Recently I learned about semi-supervised learning over graphs. Using a small number of labeled nodes, the task is to find the appropriate nodes that belong to the same class as the labeled, training data. This problem is typical in Web spam detection where some hosts are identified as spammers (possibly manually) and the goal is to automatically tag the rest of the hosts as either spammers/non-spammers.
A similar task can be formulated for learning the labels in blog graphs. For popular blogs, it is not hard to find good quality labels using either Bloglines or del.icio.us. Often these labels are most reliable for popular blogs that have been tagged by many readers. Now in order to find out the other blogs that share the same label, a method recently suggested is Graph Regularization. (And for an overview on label propagation methods here is a nice tutorial).

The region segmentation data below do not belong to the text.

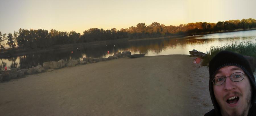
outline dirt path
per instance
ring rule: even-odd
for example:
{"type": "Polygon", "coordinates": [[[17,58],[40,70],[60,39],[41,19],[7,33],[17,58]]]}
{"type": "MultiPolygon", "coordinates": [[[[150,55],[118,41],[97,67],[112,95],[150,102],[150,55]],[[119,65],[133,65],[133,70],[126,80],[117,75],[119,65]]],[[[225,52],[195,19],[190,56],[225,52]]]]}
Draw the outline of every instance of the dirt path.
{"type": "Polygon", "coordinates": [[[193,67],[194,58],[126,58],[0,83],[0,114],[202,115],[213,108],[209,76],[207,67],[193,67]]]}

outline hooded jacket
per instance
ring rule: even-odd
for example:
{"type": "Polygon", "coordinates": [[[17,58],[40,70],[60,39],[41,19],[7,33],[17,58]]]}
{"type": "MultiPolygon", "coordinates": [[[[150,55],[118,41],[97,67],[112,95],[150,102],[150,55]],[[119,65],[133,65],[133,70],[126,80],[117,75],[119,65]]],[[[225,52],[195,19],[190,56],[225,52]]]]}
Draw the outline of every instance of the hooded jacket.
{"type": "Polygon", "coordinates": [[[256,115],[256,86],[255,79],[251,67],[246,59],[243,56],[227,51],[221,51],[214,56],[209,64],[210,79],[209,88],[210,95],[214,109],[206,113],[205,116],[221,116],[220,106],[217,103],[213,92],[212,79],[217,71],[220,69],[227,66],[233,66],[242,69],[247,75],[252,88],[252,107],[249,110],[248,116],[256,115]]]}

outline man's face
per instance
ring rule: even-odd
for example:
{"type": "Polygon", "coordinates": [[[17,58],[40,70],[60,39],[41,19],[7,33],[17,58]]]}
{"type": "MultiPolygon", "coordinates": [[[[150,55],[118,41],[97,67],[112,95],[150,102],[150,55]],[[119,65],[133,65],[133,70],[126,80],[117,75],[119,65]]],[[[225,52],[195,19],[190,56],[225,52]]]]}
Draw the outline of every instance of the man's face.
{"type": "MultiPolygon", "coordinates": [[[[234,66],[227,66],[219,70],[214,77],[230,77],[233,73],[240,72],[245,74],[241,68],[234,66]]],[[[220,85],[213,85],[213,91],[216,100],[223,115],[247,115],[251,105],[251,88],[248,77],[239,82],[234,82],[230,77],[220,85]]]]}

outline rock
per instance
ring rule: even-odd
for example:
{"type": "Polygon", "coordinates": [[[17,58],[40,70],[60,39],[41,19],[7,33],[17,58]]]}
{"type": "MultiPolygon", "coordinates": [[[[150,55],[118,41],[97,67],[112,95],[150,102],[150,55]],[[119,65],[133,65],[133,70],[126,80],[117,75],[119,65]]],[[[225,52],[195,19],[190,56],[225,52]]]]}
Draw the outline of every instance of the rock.
{"type": "Polygon", "coordinates": [[[99,60],[100,61],[105,61],[108,60],[108,58],[99,58],[99,60]]]}
{"type": "Polygon", "coordinates": [[[117,54],[115,54],[113,56],[113,57],[114,59],[116,59],[118,58],[121,58],[122,57],[122,54],[121,52],[118,52],[117,54]]]}
{"type": "Polygon", "coordinates": [[[17,72],[18,70],[20,70],[20,69],[19,68],[11,68],[11,70],[14,71],[15,72],[17,72]]]}
{"type": "Polygon", "coordinates": [[[23,71],[24,72],[24,74],[26,74],[27,73],[27,72],[28,71],[28,69],[21,69],[21,70],[23,71]]]}
{"type": "Polygon", "coordinates": [[[3,81],[8,81],[11,79],[11,77],[9,76],[9,73],[11,71],[6,70],[2,71],[2,76],[3,77],[3,81]]]}
{"type": "Polygon", "coordinates": [[[80,64],[85,64],[87,63],[88,62],[86,61],[80,61],[80,64]]]}
{"type": "Polygon", "coordinates": [[[46,71],[47,72],[51,72],[54,70],[53,69],[49,69],[46,70],[46,71]]]}
{"type": "Polygon", "coordinates": [[[27,72],[27,73],[30,75],[35,73],[36,73],[37,72],[37,71],[36,69],[30,68],[28,69],[28,71],[27,72]]]}
{"type": "Polygon", "coordinates": [[[58,61],[58,62],[59,64],[60,68],[62,68],[66,66],[67,64],[67,62],[64,61],[63,60],[60,60],[58,61]]]}
{"type": "Polygon", "coordinates": [[[99,59],[99,58],[93,58],[92,61],[95,61],[96,62],[100,62],[100,60],[99,59]]]}
{"type": "Polygon", "coordinates": [[[16,70],[11,70],[9,73],[9,76],[10,77],[11,79],[17,78],[17,71],[16,70]]]}
{"type": "Polygon", "coordinates": [[[108,60],[107,58],[102,58],[103,61],[105,61],[108,60]]]}
{"type": "Polygon", "coordinates": [[[36,68],[38,68],[38,69],[40,68],[41,67],[42,67],[42,66],[41,65],[39,65],[36,66],[36,68]]]}
{"type": "Polygon", "coordinates": [[[85,62],[88,62],[89,58],[83,58],[83,61],[85,62]]]}
{"type": "Polygon", "coordinates": [[[67,67],[75,66],[78,64],[77,60],[70,61],[67,64],[67,67]]]}
{"type": "Polygon", "coordinates": [[[129,51],[127,51],[125,52],[125,56],[130,57],[131,55],[131,52],[129,51]]]}
{"type": "Polygon", "coordinates": [[[88,61],[90,63],[92,63],[92,61],[93,61],[93,58],[92,58],[92,57],[90,57],[90,58],[88,58],[88,61]]]}
{"type": "Polygon", "coordinates": [[[61,64],[58,62],[56,61],[48,62],[44,62],[43,63],[43,66],[44,69],[57,69],[61,68],[61,64]]]}
{"type": "Polygon", "coordinates": [[[80,59],[77,59],[77,64],[80,64],[80,61],[81,61],[81,60],[80,60],[80,59]]]}
{"type": "Polygon", "coordinates": [[[0,82],[3,82],[3,74],[0,74],[0,82]]]}
{"type": "Polygon", "coordinates": [[[19,77],[22,77],[24,75],[24,72],[21,70],[19,70],[17,71],[17,76],[19,77]]]}
{"type": "Polygon", "coordinates": [[[99,58],[99,61],[100,62],[102,61],[103,61],[103,58],[99,58]]]}
{"type": "Polygon", "coordinates": [[[108,59],[109,60],[112,60],[113,58],[113,56],[108,56],[108,59]]]}
{"type": "Polygon", "coordinates": [[[125,53],[124,52],[122,52],[122,53],[121,54],[121,55],[122,55],[122,57],[125,57],[126,56],[125,55],[125,53]]]}
{"type": "Polygon", "coordinates": [[[189,54],[191,55],[193,54],[193,51],[189,51],[189,54]]]}
{"type": "Polygon", "coordinates": [[[41,67],[41,68],[39,68],[39,69],[41,70],[41,71],[42,72],[44,72],[45,71],[45,69],[43,67],[41,67]]]}

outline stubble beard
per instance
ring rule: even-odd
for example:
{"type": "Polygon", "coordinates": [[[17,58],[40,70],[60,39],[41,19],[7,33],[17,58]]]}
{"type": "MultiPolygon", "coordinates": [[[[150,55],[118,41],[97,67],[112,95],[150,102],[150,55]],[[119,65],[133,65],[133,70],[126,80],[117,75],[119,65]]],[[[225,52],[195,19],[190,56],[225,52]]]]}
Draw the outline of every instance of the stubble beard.
{"type": "MultiPolygon", "coordinates": [[[[244,109],[243,109],[243,110],[242,111],[242,113],[239,114],[239,113],[238,112],[237,109],[236,108],[232,108],[232,111],[231,112],[231,114],[230,114],[230,115],[229,115],[228,114],[227,114],[227,116],[246,116],[245,115],[248,115],[248,113],[249,113],[249,109],[251,107],[251,88],[250,90],[250,91],[251,92],[249,92],[249,93],[248,93],[247,96],[247,97],[246,98],[246,102],[245,104],[246,104],[246,106],[245,106],[245,107],[244,107],[244,109]]],[[[222,110],[221,109],[221,110],[222,110]]],[[[221,114],[222,115],[223,115],[223,113],[222,113],[221,114]]]]}

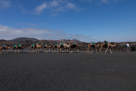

Graph regularization uses the spectral properties of the graph to find a function that satisfies the following two constraints:
- Smoothness Constraint
- Fitting Constraint
According to the smoothness constraint, nodes that are close to each other in the graph would have the same label. On the other hand the fitting constraint ensures that the final label assignments do not deviate too much from the training data. Thus imposing a penalty for misclassification of training examples. The two constraints can be formulated in terms of the graph Laplacian. For details refer Zhou et al.
As an example, for a small blog graph, I obtained the del.icio.us tags corresponding to each blog. Empirically, I find that del.icio.us tags provide very good description of the blog. Once the tags are obtained (I used the JSON API), I use just 10 blogs tagged as "sports" and use the above regularization method to find other blogs that might be similar. The final scores (see figure, right) after regularization correspond to the community structure (found using Ncut, left) as shown in the figure below.
Here is the list of some blogs that were categorized under the label "sports", starting with the training set of 10 blogs.
In my opinion, two things stand out... one the Ncut algorithm itself may be improved if it was to be using additional tag information. Secondly, label propagation for blogs is slightly more complicated than just the original binary classification (spam/not spam) problem. One could have a few hundreds different labels that might need to be propagated, moreover -- the labels themselves may be quite related ("tech","technology","Programming", etc). Adding the constraint that labels should be propagated, subject to some known distribution makes optimizing the above cost function slightly more complicated. Furthermore, a blog may be equally relevant to two very different labels -- "politics" and "sports".
Any thoughts? Other techniques that might be useful? Ideas on how inter-related, multiple labels, can be propagated over a graph?